It came to my attention that the detector was triggering many false positives, and it happened after I changed the index’s text fields to keyword. Upon investigation, found out that the rules were replacing whitespaces with “_ws_” escape sequence. For this I created two indexes both with just one attribute. In one index the datatype is keyword and the other is text. A test rule was also created.
Here’s an example of the detection logic in the rule:
detection:
condition: Selection_1
Selection_1:
companyName|all:
- microsoft corp
Here’s the security analytics generated detection query:
"query": "companyName: \"microsoft_ws_corp\""

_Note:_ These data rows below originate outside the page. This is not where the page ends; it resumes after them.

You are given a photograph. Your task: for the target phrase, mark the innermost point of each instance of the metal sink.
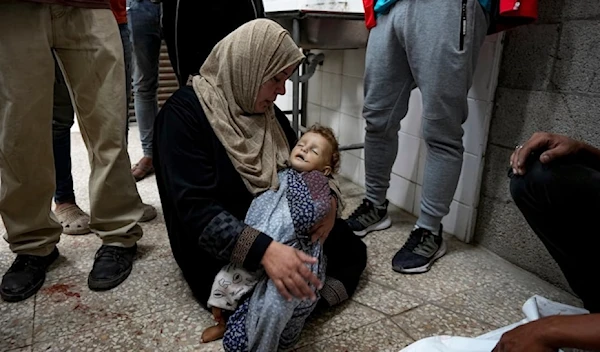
(324, 30)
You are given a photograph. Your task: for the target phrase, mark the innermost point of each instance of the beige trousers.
(88, 46)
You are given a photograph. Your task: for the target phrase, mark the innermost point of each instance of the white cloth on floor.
(534, 308)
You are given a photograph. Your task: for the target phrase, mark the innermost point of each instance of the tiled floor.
(468, 292)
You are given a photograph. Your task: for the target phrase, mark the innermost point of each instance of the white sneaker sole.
(425, 268)
(385, 223)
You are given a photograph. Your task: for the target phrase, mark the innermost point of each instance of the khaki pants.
(88, 46)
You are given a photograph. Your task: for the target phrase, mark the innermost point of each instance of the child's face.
(312, 152)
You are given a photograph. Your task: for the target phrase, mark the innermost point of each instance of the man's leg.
(26, 161)
(443, 62)
(144, 23)
(127, 55)
(561, 202)
(388, 83)
(93, 63)
(73, 220)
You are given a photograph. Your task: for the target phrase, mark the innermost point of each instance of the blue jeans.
(63, 118)
(144, 23)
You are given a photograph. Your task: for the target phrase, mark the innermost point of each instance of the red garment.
(514, 13)
(119, 8)
(370, 19)
(91, 4)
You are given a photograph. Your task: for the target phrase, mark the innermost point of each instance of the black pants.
(561, 203)
(192, 28)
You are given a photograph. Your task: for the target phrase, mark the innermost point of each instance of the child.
(287, 215)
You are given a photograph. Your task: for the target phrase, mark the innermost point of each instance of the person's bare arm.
(575, 331)
(552, 333)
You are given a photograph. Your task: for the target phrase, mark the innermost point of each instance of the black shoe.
(111, 267)
(25, 276)
(368, 217)
(419, 252)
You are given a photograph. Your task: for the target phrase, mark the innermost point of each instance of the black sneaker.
(111, 267)
(368, 217)
(25, 276)
(419, 252)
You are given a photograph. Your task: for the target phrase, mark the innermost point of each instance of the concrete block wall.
(549, 81)
(335, 99)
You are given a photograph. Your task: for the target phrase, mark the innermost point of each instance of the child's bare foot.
(213, 333)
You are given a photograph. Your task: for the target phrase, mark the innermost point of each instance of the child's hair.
(328, 134)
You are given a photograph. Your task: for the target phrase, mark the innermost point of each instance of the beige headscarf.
(227, 88)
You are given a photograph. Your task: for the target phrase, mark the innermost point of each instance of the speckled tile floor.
(468, 292)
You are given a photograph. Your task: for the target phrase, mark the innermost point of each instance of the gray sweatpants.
(419, 42)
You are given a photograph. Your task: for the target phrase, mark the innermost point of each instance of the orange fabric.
(370, 20)
(527, 9)
(508, 14)
(119, 8)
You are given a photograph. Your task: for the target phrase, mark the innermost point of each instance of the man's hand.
(321, 230)
(286, 266)
(553, 145)
(530, 337)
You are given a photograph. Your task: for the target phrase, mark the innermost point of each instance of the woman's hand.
(286, 266)
(553, 145)
(321, 230)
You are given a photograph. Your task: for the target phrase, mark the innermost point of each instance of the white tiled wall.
(335, 99)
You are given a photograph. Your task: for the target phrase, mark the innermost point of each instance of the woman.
(219, 144)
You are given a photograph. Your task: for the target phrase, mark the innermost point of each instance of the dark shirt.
(204, 198)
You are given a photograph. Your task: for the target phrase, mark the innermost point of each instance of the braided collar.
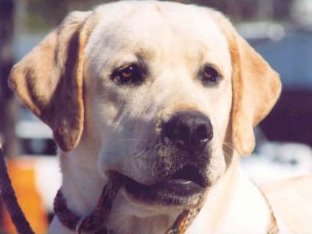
(93, 223)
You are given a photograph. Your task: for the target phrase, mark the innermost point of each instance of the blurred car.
(35, 137)
(273, 160)
(289, 51)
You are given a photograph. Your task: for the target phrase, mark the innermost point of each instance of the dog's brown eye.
(131, 74)
(210, 75)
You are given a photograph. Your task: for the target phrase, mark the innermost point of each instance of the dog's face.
(161, 89)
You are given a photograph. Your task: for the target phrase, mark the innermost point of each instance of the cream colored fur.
(100, 126)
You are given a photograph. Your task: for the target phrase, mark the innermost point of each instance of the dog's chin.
(183, 188)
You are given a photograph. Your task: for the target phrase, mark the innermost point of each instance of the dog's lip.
(176, 189)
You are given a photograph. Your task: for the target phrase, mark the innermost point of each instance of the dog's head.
(163, 91)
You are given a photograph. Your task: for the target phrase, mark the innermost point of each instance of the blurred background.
(280, 30)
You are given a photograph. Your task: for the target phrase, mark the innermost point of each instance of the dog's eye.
(210, 75)
(131, 74)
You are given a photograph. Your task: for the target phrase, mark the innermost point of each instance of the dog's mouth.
(181, 188)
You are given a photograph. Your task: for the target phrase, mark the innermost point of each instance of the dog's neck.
(226, 206)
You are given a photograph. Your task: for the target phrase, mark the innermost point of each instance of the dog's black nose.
(188, 129)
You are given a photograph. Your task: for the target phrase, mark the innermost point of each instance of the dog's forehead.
(155, 27)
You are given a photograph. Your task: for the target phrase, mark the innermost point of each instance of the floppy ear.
(256, 88)
(49, 80)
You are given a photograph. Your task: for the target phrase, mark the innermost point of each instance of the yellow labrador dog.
(167, 96)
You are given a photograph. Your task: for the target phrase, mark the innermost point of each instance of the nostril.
(177, 131)
(187, 129)
(202, 134)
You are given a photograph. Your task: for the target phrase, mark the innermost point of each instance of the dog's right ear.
(49, 80)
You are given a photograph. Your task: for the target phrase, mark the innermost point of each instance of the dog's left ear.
(256, 88)
(49, 80)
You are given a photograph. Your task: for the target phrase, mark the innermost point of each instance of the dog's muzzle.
(187, 130)
(185, 138)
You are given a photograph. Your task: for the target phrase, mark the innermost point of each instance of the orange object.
(23, 176)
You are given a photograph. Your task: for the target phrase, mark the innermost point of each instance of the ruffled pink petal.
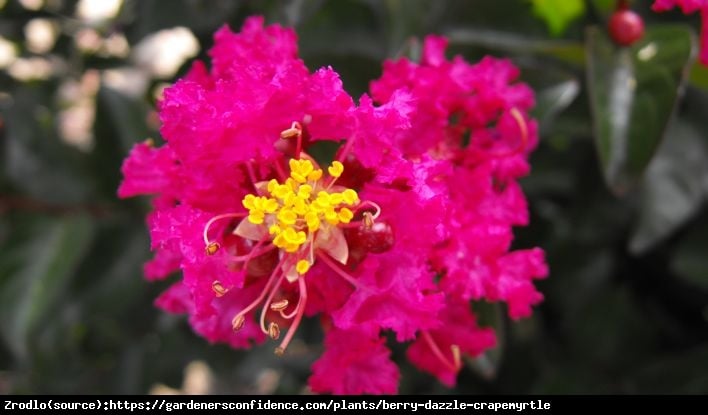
(355, 362)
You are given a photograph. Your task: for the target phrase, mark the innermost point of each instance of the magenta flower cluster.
(402, 231)
(688, 7)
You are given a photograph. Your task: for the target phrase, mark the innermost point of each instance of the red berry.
(626, 27)
(376, 239)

As keyword field is not analyzed, my understanding is that the keyword detector wasn’t triggered because “_ws_” isn’t present in the ingested document.
{
"log.attributes.companyName": "microsoft corp"
}
But my text detector worked, think it’s because text fields have analyzers.
to. test my theory about whitespaces, I ingested the following document to the keyword index and a finding was generated.
{
"log.attributes.companyName": "microsoft_ws_corp"
}
I also queried the exact query string, but no documents were returned fro both the indexes, even the document present in finding wasn’t returned. Maybe the way detectors query the indices are different from what I thought. Anyways that’s a topic for another day.
Shouldn’t opensearch handle the difference between text and keyword in security analytics? I thought the escape sequences are kept in place so that it’s handled in different field types. I also found this exact issue raised in github back in May 2024: SIGMA rule translation -> lucene query replaces spaces " " with "_ws_" which lucene doesnt understand. · Issue #1024 · opensearch-project/security-analytics · GitHub . Someone tried fixing the issue, but they ultimately gave up.
What can be done for the detector to work properly for keyword fields? I know reverting back to text field is an option, but do I have any other options? I explored the usage of custom analyzers, but my application does alot of querying in the indexes, so I fear all that will be affected. Any solution to this? Why was the space replaced with “_ws_” which ultimately made the detector to fail for keyword fields?